Bandırma (/tr/) is a city, municipality and district of Balıkesir Province, northwestern Turkey. Its area is 755 km^{2}, and its population is 167,363 (2024). Bandırma is located in the south of the Marmara Sea, in the bay with the same name, and is an important port city. It is approximately two hours away from Istanbul, İzmir and Bursa.

Bandırma may be reached by land, sea, air and rail. Regular ship trips are made to Tekirdağ and Istanbul from Bandırma every day. The accelerated train services between İzmir and Bandırma, which are made every day in connection with the ferry, offer a different transportation alternative.

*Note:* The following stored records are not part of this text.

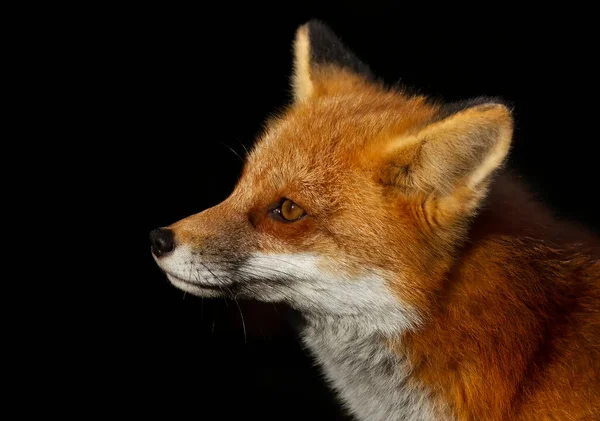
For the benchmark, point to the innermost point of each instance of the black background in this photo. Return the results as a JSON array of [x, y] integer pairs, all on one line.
[[174, 90]]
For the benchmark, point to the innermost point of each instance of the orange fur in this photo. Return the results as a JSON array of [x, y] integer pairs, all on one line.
[[510, 297]]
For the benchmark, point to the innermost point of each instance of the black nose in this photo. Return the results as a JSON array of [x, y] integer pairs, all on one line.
[[162, 241]]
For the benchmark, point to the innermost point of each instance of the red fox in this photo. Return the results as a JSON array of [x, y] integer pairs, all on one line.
[[433, 286]]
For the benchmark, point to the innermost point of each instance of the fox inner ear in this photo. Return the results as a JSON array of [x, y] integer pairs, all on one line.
[[454, 157], [318, 55]]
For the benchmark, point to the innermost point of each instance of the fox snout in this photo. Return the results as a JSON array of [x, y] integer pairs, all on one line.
[[162, 241]]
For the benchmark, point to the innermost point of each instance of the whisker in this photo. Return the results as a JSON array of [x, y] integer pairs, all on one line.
[[232, 150]]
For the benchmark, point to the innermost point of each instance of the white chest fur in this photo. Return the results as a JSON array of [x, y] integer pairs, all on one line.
[[372, 381]]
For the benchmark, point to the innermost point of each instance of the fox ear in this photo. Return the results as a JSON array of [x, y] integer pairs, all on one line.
[[453, 158], [319, 55]]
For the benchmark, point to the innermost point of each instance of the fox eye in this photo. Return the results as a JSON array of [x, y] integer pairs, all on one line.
[[288, 211]]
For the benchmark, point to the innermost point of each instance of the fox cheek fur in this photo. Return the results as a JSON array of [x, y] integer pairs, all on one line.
[[433, 286]]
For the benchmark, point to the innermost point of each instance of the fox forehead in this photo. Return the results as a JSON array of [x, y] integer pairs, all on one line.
[[318, 144]]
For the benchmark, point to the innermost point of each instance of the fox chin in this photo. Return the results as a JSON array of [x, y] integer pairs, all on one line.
[[433, 285]]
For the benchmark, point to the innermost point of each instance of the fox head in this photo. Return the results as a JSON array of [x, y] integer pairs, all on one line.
[[353, 201]]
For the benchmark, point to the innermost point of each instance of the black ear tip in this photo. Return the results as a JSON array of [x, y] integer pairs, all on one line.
[[327, 48], [317, 25]]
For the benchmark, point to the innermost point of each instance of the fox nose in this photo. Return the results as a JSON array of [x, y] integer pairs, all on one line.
[[162, 241]]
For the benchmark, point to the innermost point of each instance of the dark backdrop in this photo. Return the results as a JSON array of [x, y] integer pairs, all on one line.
[[181, 87]]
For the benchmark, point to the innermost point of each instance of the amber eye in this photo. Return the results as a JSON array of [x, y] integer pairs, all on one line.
[[289, 211]]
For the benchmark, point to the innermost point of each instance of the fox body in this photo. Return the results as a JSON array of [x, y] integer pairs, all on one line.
[[432, 285]]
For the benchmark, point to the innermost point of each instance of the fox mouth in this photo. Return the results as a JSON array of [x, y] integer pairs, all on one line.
[[176, 279]]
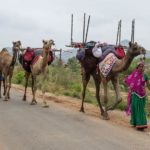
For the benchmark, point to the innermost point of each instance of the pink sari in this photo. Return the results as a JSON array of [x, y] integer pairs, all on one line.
[[136, 83]]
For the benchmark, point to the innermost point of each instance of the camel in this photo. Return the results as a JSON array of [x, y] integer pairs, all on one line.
[[89, 65], [40, 67], [7, 63]]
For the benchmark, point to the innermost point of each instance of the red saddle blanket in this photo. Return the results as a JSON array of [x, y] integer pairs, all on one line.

Bandırma is home to the fifth-largest port in Turkey, second in the Marmara sea to Istanbul. The annual average trade volume of Bandırma Port, which meets 90% of the exports from Balıkesir Province, is 800 million dollars.

== History ==
=== Pre Byzantine and Byzantine period ===
Bandırma, which has been named as Cyzicus (in greek Κύζικος) or Pànormos (in greek Πάνορμος) in the past, is a very old settlement center. It is thought that Bandırma was founded between the 8th century and the 10th century BC from a sarcophagus found during excavations in Cyzicus, for which there is no exact information about its establishment.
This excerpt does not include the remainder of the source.